Review: Forgiving Solomon Long

It is rare that a book is bad enough to move me to actual contempt and disgust. I am an extremely fast reader, half a book per day in the usual course of things, two books daily if I work at it; consequently I can swallow most written material by the simple expedient of gulping it down very fast and promptly forgetting about it. But this piece of pretentious babble filled me with sufficient nausea that I had to give up on it; a rare occurrence.

The premise of the book is not too unreasonable: A mafia kingpin hires an out-of-town assassin to do some killings, enforcing his rule against an incipient rebellion by the local businessmen and church leaders, who prefer to pay their taxes to exactly one government. The blurb hints that the hitman will eventually repent of his life, and from the first few chapters it seems likely that this will be because of some epiphany given by conversation with the priest of the piece. It will very likely be one of those ambiguous, was-it-or-wasn’t-it a divine intervention, instant conversions, which everyone can interpret to suit their own religious tastes; a morality play for the modern agnostic, who cannot bear to be hit over the head with actual gods, but demands a genteel wave of the hand in that direction, preferably with a soupcon of Fraud Freud. (Indeed, the hitman has – quel surprise – an ambiguous relationship with his mother.) Give me a frothing fundie snake-handler any day. But the utter predictability of this is not the reason I threw the book at the wall in disgust.
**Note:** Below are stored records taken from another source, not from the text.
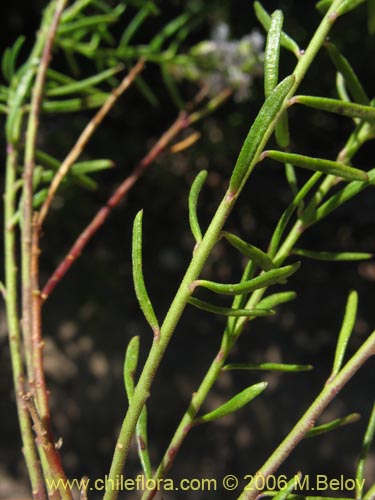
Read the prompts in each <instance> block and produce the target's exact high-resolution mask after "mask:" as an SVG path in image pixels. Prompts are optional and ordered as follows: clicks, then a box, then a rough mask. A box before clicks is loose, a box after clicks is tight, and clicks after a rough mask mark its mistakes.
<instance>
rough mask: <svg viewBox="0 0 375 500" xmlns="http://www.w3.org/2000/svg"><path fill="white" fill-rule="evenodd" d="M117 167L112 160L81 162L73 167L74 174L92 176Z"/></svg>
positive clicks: (77, 162) (77, 163) (75, 163)
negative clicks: (101, 171)
mask: <svg viewBox="0 0 375 500" xmlns="http://www.w3.org/2000/svg"><path fill="white" fill-rule="evenodd" d="M114 166H115V164H114V162H113V161H112V160H88V161H80V162H77V163H75V164H74V165H73V166H72V169H71V171H72V174H74V175H82V174H91V173H93V172H100V171H101V170H108V169H109V168H113V167H114Z"/></svg>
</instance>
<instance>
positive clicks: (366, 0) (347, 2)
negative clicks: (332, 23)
mask: <svg viewBox="0 0 375 500" xmlns="http://www.w3.org/2000/svg"><path fill="white" fill-rule="evenodd" d="M366 1H367V0H344V1H343V2H342V3H341V4H340V5H339V7H338V8H337V11H336V13H337V15H339V16H342V15H344V14H347V13H348V12H350V11H351V10H353V9H355V8H357V7H359V6H360V5H361V4H362V3H364V2H366Z"/></svg>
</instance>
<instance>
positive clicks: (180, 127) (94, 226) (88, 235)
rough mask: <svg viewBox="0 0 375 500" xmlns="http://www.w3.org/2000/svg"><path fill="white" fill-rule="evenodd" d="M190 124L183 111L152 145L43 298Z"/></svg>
mask: <svg viewBox="0 0 375 500" xmlns="http://www.w3.org/2000/svg"><path fill="white" fill-rule="evenodd" d="M189 124H190V120H189V117H188V115H187V114H186V113H184V112H181V113H180V114H179V116H178V117H177V119H176V120H175V122H174V123H173V124H172V125H171V127H169V129H168V130H167V131H166V132H165V133H164V134H163V135H162V136H161V137H160V139H159V140H158V141H157V142H156V144H155V145H154V146H153V147H152V149H151V150H150V151H149V153H148V154H147V155H146V156H145V157H144V158H143V159H142V160H141V161H140V163H139V164H138V165H137V166H136V167H135V168H134V170H133V172H132V173H131V175H129V177H127V178H126V179H125V180H124V181H123V182H122V183H121V184H120V185H119V187H118V188H117V189H116V190H115V192H114V193H113V194H112V196H111V197H110V198H109V200H108V201H107V203H106V204H105V205H104V206H103V207H102V208H101V209H100V210H99V211H98V212H97V214H96V215H95V217H94V218H93V219H92V221H91V222H90V223H89V224H88V226H87V227H86V229H85V230H84V231H83V232H82V233H81V234H80V235H79V236H78V238H77V239H76V241H75V243H74V244H73V246H72V247H71V248H70V250H69V252H68V253H67V255H66V256H65V257H64V259H63V260H62V262H61V263H60V265H59V266H58V267H57V268H56V270H55V271H54V273H53V274H52V276H51V277H50V278H49V280H48V281H47V283H46V285H45V286H44V288H43V290H42V293H41V299H42V300H43V301H45V300H46V299H47V297H48V296H49V295H50V294H51V292H52V291H53V289H54V288H55V286H56V285H57V283H58V282H59V281H60V280H61V279H62V277H63V276H64V275H65V273H66V272H67V271H68V270H69V269H70V267H71V266H72V264H73V262H74V261H75V260H76V259H77V258H78V257H79V256H80V255H81V253H82V251H83V249H84V248H85V246H86V245H87V243H88V242H89V241H90V239H91V238H92V237H93V235H94V234H95V233H96V232H97V230H98V229H99V228H100V227H101V226H102V225H103V224H104V222H105V221H106V219H107V218H108V216H109V215H110V213H111V212H112V210H113V209H114V208H115V207H116V206H117V205H118V204H119V202H120V201H121V200H122V198H123V197H124V196H125V195H126V194H127V193H128V192H129V190H130V189H131V188H132V186H133V185H134V184H135V183H136V182H137V180H138V179H139V178H140V177H141V175H142V174H143V172H144V171H145V170H146V169H147V167H149V166H150V165H151V164H152V163H153V162H154V161H155V159H156V158H157V157H158V156H159V155H160V154H161V152H162V151H164V149H165V148H166V147H167V146H168V144H169V143H170V142H171V140H172V139H173V138H174V137H176V136H177V135H178V134H179V132H181V130H183V129H184V128H186V127H188V126H189Z"/></svg>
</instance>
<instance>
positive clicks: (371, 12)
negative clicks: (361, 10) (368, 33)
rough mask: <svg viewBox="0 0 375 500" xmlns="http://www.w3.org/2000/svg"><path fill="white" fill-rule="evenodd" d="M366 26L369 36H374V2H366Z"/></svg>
mask: <svg viewBox="0 0 375 500" xmlns="http://www.w3.org/2000/svg"><path fill="white" fill-rule="evenodd" d="M367 26H368V32H369V33H370V35H374V34H375V0H367Z"/></svg>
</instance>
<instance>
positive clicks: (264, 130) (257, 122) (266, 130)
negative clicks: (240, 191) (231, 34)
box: [229, 75, 295, 193]
mask: <svg viewBox="0 0 375 500" xmlns="http://www.w3.org/2000/svg"><path fill="white" fill-rule="evenodd" d="M294 82H295V77H294V75H290V76H288V77H287V78H285V79H284V80H283V81H282V82H281V83H279V85H278V86H277V87H276V88H275V90H274V91H273V92H272V93H271V94H270V95H269V96H268V97H267V99H266V101H265V103H264V104H263V106H262V108H261V110H260V111H259V113H258V116H257V117H256V119H255V121H254V123H253V125H252V127H251V128H250V131H249V133H248V135H247V137H246V139H245V142H244V143H243V146H242V149H241V151H240V154H239V156H238V159H237V162H236V165H235V167H234V170H233V174H232V177H231V179H230V184H229V188H230V190H231V191H232V192H233V193H236V192H237V191H238V189H239V188H240V187H241V185H242V184H243V183H244V182H246V179H247V178H248V176H249V175H250V173H251V170H252V169H253V167H254V164H253V163H254V159H255V158H256V155H257V153H258V149H259V147H260V145H261V144H262V141H263V138H264V136H265V135H266V133H267V131H268V130H269V128H270V127H272V126H273V124H274V122H275V120H276V119H277V116H278V114H279V112H280V109H281V107H282V105H283V103H284V101H285V99H286V97H287V95H288V94H289V92H290V91H291V90H292V87H293V85H294Z"/></svg>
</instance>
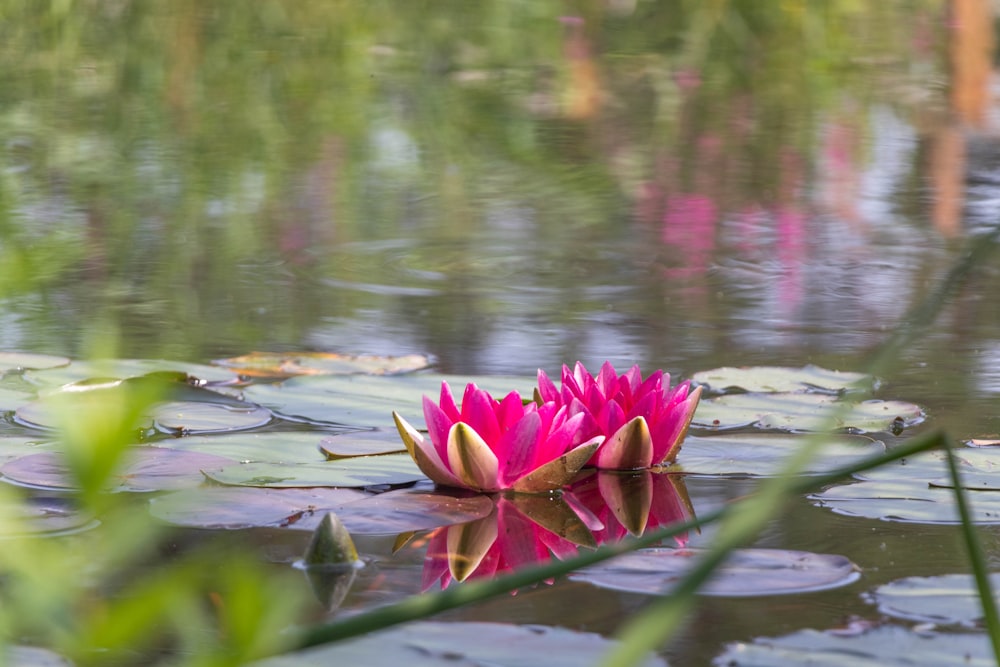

No, the contempt comes when the author, whose name I suppress on the grounds that his crime is more heinous than Herostratus’s (I can get right behind burning temples), rips off King Lear. The mafia boss decides to retire, leaving control of daily affairs to his sons in proportion to their ability to declare their love for him in words. The very dialogue is a near word-for-word translation to modern English of the same scene in Shakespeare’s play! This is probably intended as an artsy, intellectual hommage; it comes off as a rather desperate attempt to be bloody clever. (I do not use the word ‘clever’ as a compliment; theologians are clever. Engineers and scientists are smart.) I have no objection to updating old stories to modern conditions; Poul Anderson (may his potatoes bounce nevermore) rewrote Norse sagas into modern novels, and did it very well. But Shakespeare! King Lear! And utterly no originality, no attempt to update the characters by exploring their reasons for doing as they do! It might be interesting to hear why Goneril and Regan suddenly refuse their father, but there is no nod in this direction; we get no more explanation for their actions than Shakespeare gives. It’s like a high-schooler’s attempt to show that he is erudite; well done, child, indeed thou art familiar with the single most-quoted author of the western canon. Now stop ripping him off and write something original, dignabbit.

I will admit to having committed something similar myself, at one time: I wrote an analysis of Macbeth, or perhaps it was Julius Caesar, I don’t recall, showing how Shakespeare was subtly flattering King James VI and I; and I wrote it in blank verse, doing my best to imitate Shakespeare’s style. Got me a good grade, too. But that should clue you in: This was literally high school! And ye gods, even at my most stylistically imitative I had at least got some content that wasn’t down to the Bard! As for pasing such a scribble off as literature and extracting genuine, hard-earned money for it, gah. The mind boggles.